Seeing Indexing Rejections

monitoring

(Nandanrao) #1

In multiple places in the documentation, it is recommended that we monitor index rejections through marvel.

"In such a scenario, monitor Elasticsearch (through Marvel or other plugins) and keep an eye on bulk processing. Look at the percentage of documents being rejected" -- https://www.elastic.co/guide/en/elasticsearch/hadoop/master/performance.html

"If you are using Marvel, you can see the rejection counts under the THREAD POOLS - BULK section of the Node Statistics Dashboard. " -- https://www.elastic.co/blog/performance-considerations-elasticsearch-indexing

But it seems like this feature was removed from Marvel? Or moved somewhere? There does not seem to be any documentation as to what I can see in Marvel, so I assume I'm just supposed to click around and everything is there, but I don't seem to find a good way to see rejection percentage or number of rejections in bulk indexing. Help!


Relationship between Spark tasks and batch size
(Bohyun Kim) #2

Hi Nandanrao -

Are you currently using ES 1.x or 2.x? The reference you have above on seeing the rejection counts under Thread pools-bulk section is still valid for ES 1.x and Marvel 1.x.

If you're on 2.x, you will quickly find out that our Marvel has changed significantly, due to many changes in ES 2.0 and corresponding changes in Kibana 4. Because of these changes, Marvel 2.0 had to be completely re-written from ground up (release note) and we decided to make Marvel lighter and simpler for quicker understanding of your Elasticsearch clusters.

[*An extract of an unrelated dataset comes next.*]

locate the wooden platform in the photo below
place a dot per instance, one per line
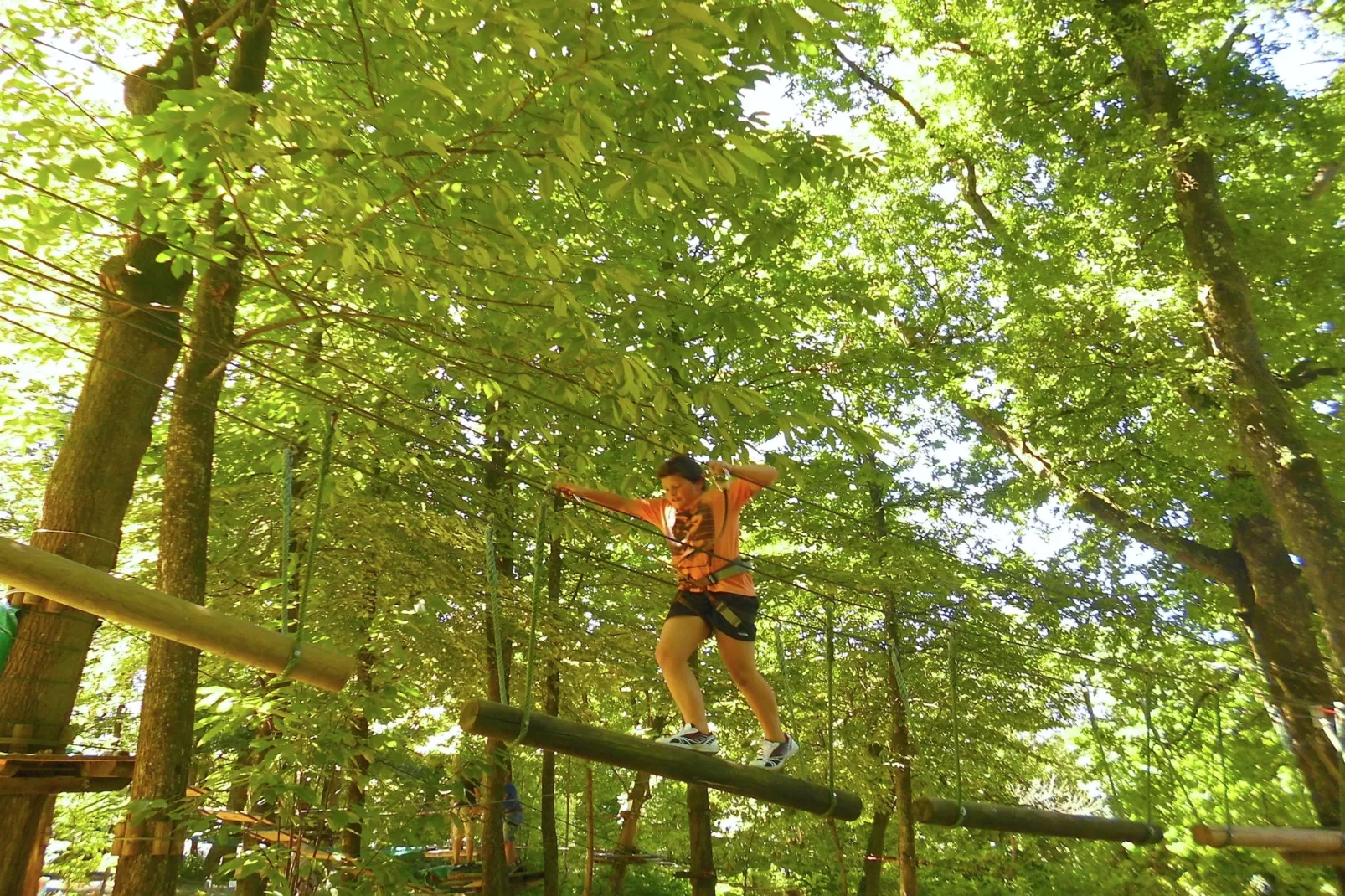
(28, 774)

Please visit https://www.elastic.co/guide/en/marvel/current/index.html for the latest Marvel documentation.

Hope this helps,
Bohyun


(Nandanrao) #3

Yes, I'm using 2.x. Simpler and lighter sounds wonderful! However, now that Marvel has changed, is there a new recommended way to see those statistics and therefore tune bulk indexing?


(Chris Earle) #4

Hi nandanrao,

Marvel 2.x does not currently display anything about the threadpools beyond the CPU usage, which is correlated of course, but it does limit you to the data that it chooses to display.

Now, while we do not like forcing users to do more work, we do collect the number of bulk rejections in the .marvel-es-1-* index under the node_stats type (the field is node_stats.thread_pool.bulk.rejected).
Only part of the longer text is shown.